Thomas McCloy

Cricket information
- Batting: Right-handed
- Bowling: Leg spin

International information
- National side: Ireland;

Career statistics
| Competition | First-class |
| Matches | 12 |
| Runs scored | 374 |
| Batting average | 15.58 |
| 100s/50s | 0/2 |
| Top score | 53 |
| Catches/stumpings | 6/– |
- Source: CricketArchive, 16 November 2022

= Thomas McCloy =

Irish cricketer (1927–2014)

Thomas McCloy (31 August 1927 – 13 January 2014) was born in Lambeg, County Antrim, Northern Ireland and was an Irish cricketer. A right-handed batsman and leg spin bowler, he played 30 times for the Ireland cricket team between 1951 and 1965 including twelve first-class matches.

==Playing career==
McCloy made his debut for Ireland in July 1951, when he played two matches against South Africa, one in Belfast and one in Dublin. He played against the MCC at Lord's the following month, and played twice against India in June 1952 before making his first-class debut against Scotland on 5 July that year.

He played just once in the following six years, against Lancashire in May 1954, returning to a more regular place in the Irish side from July 1958 when he played against New Zealand. He played against the MCC in September of that year, and against Scotland, Lancashire, Yorkshire and the MCC in 1959.

The first year of the 1960s saw him play against Scotland, Leicestershire and the MCC, with just a match against Leicestershire in 1961. He played against the Combined Services, Scotland, Pakistan and the MCC in 1962, before his career began to wind down in 1963, when he played twice against the West Indies before matches against Leicestershire, Scotland and the MCC.

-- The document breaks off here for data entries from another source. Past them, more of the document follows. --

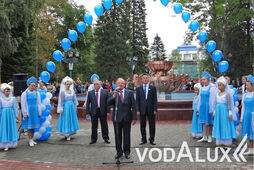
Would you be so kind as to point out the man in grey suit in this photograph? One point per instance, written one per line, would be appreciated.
(146, 97)
(124, 114)
(97, 107)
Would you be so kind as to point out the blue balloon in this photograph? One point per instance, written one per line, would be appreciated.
(165, 2)
(49, 128)
(48, 107)
(94, 76)
(107, 4)
(210, 46)
(223, 66)
(202, 36)
(236, 122)
(66, 44)
(58, 55)
(51, 66)
(217, 55)
(178, 8)
(194, 25)
(186, 16)
(42, 119)
(235, 98)
(45, 76)
(119, 1)
(88, 19)
(73, 35)
(98, 9)
(81, 27)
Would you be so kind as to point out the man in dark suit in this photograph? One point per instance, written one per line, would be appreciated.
(97, 107)
(146, 97)
(124, 114)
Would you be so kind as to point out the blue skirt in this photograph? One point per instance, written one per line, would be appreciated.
(8, 128)
(33, 120)
(247, 124)
(68, 121)
(196, 126)
(223, 128)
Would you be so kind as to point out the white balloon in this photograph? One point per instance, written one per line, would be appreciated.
(46, 124)
(42, 130)
(49, 95)
(49, 117)
(46, 102)
(37, 135)
(43, 107)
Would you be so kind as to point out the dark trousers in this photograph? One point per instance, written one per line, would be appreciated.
(151, 120)
(123, 131)
(104, 126)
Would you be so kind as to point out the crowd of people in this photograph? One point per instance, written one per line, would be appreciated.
(214, 116)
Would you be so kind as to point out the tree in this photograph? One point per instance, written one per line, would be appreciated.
(139, 41)
(113, 34)
(176, 58)
(157, 49)
(230, 25)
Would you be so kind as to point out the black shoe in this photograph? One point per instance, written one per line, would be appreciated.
(127, 156)
(143, 142)
(107, 141)
(152, 143)
(92, 142)
(118, 156)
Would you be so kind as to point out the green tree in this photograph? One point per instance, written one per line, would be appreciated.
(113, 35)
(157, 49)
(139, 41)
(176, 58)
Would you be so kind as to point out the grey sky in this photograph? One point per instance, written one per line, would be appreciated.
(162, 20)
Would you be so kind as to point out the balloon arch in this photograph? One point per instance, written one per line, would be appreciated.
(42, 133)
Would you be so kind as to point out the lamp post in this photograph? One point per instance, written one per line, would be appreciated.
(132, 62)
(70, 59)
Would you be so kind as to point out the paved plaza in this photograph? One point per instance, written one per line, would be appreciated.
(57, 153)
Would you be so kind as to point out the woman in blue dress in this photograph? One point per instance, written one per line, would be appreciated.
(206, 106)
(196, 126)
(223, 127)
(67, 104)
(248, 114)
(31, 109)
(8, 115)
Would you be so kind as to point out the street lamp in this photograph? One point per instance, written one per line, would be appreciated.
(70, 59)
(132, 62)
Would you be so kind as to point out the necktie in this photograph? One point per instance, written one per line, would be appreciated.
(121, 95)
(97, 97)
(145, 90)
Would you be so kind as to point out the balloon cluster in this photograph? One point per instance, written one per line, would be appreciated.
(73, 36)
(44, 132)
(202, 36)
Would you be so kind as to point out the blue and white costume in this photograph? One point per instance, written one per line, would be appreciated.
(67, 103)
(196, 126)
(223, 130)
(8, 114)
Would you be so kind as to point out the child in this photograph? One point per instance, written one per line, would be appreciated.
(196, 126)
(67, 104)
(31, 109)
(247, 114)
(205, 107)
(8, 115)
(224, 128)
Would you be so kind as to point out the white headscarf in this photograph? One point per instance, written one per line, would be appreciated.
(62, 89)
(198, 86)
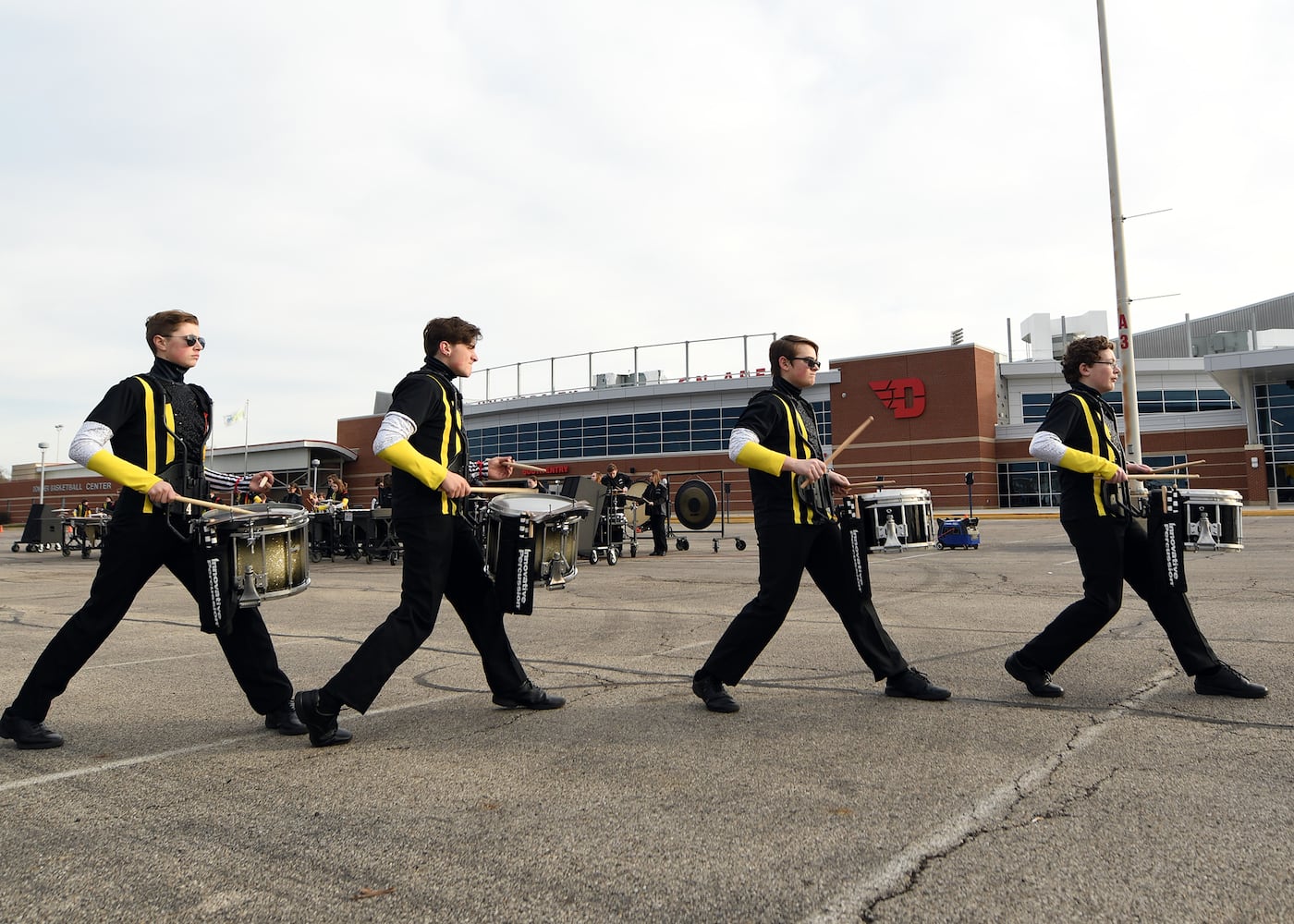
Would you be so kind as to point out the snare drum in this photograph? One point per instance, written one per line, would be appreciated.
(549, 519)
(269, 550)
(898, 517)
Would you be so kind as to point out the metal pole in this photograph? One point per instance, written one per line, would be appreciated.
(1131, 420)
(43, 446)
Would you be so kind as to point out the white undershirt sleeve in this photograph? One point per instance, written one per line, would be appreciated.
(395, 429)
(1047, 446)
(739, 438)
(88, 440)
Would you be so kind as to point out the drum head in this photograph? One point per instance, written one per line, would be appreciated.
(258, 513)
(539, 507)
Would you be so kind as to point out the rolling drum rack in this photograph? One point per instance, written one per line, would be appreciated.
(695, 506)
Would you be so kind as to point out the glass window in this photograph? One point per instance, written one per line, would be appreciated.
(1180, 401)
(1149, 401)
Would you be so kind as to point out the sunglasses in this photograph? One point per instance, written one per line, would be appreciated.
(189, 339)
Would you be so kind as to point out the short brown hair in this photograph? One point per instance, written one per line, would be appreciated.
(164, 323)
(448, 330)
(1083, 349)
(786, 346)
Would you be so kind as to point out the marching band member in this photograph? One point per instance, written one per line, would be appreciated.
(1080, 435)
(422, 438)
(158, 427)
(657, 503)
(776, 439)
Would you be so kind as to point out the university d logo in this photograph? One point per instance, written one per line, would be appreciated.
(906, 397)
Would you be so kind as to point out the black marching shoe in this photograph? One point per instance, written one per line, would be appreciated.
(321, 725)
(1035, 678)
(914, 685)
(285, 721)
(528, 697)
(1226, 681)
(29, 736)
(717, 699)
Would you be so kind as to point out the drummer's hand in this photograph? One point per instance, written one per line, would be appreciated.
(456, 485)
(500, 466)
(162, 492)
(811, 470)
(261, 481)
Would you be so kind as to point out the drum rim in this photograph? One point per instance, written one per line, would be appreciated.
(552, 504)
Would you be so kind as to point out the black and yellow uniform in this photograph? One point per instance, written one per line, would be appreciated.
(158, 429)
(442, 556)
(657, 509)
(793, 537)
(1112, 545)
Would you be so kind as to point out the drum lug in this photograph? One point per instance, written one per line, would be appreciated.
(248, 593)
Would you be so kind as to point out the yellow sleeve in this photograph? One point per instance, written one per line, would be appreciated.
(1087, 464)
(753, 456)
(122, 471)
(407, 458)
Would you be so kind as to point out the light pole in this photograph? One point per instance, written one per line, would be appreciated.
(43, 448)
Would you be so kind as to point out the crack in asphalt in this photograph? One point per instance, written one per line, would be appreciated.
(903, 871)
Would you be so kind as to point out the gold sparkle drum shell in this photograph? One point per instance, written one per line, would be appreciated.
(271, 549)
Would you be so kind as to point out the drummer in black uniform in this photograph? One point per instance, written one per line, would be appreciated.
(422, 438)
(1080, 436)
(154, 465)
(776, 439)
(617, 487)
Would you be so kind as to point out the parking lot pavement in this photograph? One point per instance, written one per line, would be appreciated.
(1129, 798)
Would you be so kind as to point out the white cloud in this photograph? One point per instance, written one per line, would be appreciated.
(316, 180)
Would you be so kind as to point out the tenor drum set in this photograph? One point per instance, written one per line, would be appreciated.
(895, 517)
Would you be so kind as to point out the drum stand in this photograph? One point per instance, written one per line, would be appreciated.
(611, 517)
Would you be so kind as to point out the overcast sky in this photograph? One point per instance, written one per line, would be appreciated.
(316, 180)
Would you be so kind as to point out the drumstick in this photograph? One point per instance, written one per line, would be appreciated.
(853, 436)
(1160, 478)
(1180, 465)
(211, 505)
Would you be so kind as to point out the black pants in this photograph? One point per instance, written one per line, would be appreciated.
(1109, 553)
(785, 553)
(133, 550)
(442, 559)
(659, 532)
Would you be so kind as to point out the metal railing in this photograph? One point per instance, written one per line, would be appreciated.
(627, 367)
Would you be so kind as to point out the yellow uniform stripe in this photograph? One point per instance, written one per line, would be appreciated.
(1096, 446)
(151, 439)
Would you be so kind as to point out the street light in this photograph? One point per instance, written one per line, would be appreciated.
(43, 448)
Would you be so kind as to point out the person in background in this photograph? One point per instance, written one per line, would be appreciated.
(657, 507)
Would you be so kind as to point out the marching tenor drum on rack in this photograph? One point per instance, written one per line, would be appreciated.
(258, 553)
(528, 539)
(897, 517)
(1213, 517)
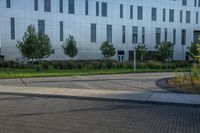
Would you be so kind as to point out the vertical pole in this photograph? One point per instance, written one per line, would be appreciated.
(135, 59)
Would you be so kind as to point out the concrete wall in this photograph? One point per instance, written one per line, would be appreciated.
(78, 25)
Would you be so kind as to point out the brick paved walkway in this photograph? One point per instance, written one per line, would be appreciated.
(26, 114)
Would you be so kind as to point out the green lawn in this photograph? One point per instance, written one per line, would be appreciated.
(28, 73)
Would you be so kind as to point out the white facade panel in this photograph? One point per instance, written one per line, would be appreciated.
(78, 25)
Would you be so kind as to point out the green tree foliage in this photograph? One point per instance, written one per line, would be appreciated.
(69, 47)
(194, 51)
(107, 50)
(141, 50)
(164, 51)
(34, 45)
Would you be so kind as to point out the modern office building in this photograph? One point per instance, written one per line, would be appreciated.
(124, 23)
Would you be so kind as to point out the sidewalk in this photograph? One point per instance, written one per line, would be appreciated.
(106, 94)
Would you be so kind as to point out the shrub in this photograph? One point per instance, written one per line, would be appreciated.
(142, 65)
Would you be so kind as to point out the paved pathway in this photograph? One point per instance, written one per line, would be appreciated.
(122, 82)
(28, 114)
(96, 104)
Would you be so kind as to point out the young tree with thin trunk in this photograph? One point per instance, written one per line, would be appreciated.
(69, 47)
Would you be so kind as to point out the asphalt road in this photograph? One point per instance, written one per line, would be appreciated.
(27, 114)
(121, 82)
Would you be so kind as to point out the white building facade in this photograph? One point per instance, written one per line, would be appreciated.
(124, 23)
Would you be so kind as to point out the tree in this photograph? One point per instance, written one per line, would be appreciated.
(107, 50)
(69, 47)
(34, 45)
(194, 50)
(141, 50)
(164, 50)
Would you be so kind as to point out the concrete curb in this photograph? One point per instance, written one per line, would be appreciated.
(127, 96)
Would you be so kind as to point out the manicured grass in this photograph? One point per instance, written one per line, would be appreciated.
(28, 73)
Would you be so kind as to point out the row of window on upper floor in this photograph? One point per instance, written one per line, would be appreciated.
(109, 34)
(71, 10)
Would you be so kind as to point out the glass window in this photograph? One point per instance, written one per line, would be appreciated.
(36, 5)
(140, 13)
(71, 5)
(123, 34)
(109, 33)
(47, 5)
(97, 8)
(61, 6)
(93, 33)
(104, 9)
(8, 4)
(188, 14)
(61, 31)
(183, 37)
(121, 10)
(12, 25)
(143, 35)
(131, 12)
(158, 35)
(41, 26)
(86, 7)
(135, 35)
(164, 15)
(153, 14)
(171, 15)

He played just once in 1964, against the MCC in September, before the final three matches of his international career in 1965 against the MCC, New Zealand and Scotland.

===Statistics===
In all matches for Ireland, McCloy scored 836 runs at an average of 14.93. His top-score was 73 against the MCC in August 1959. He bowled just one over, conceding fifteen runs without taking a wicket against Scotland in June 1959. In first-class cricket, his top-score was 53 against the Combined Services.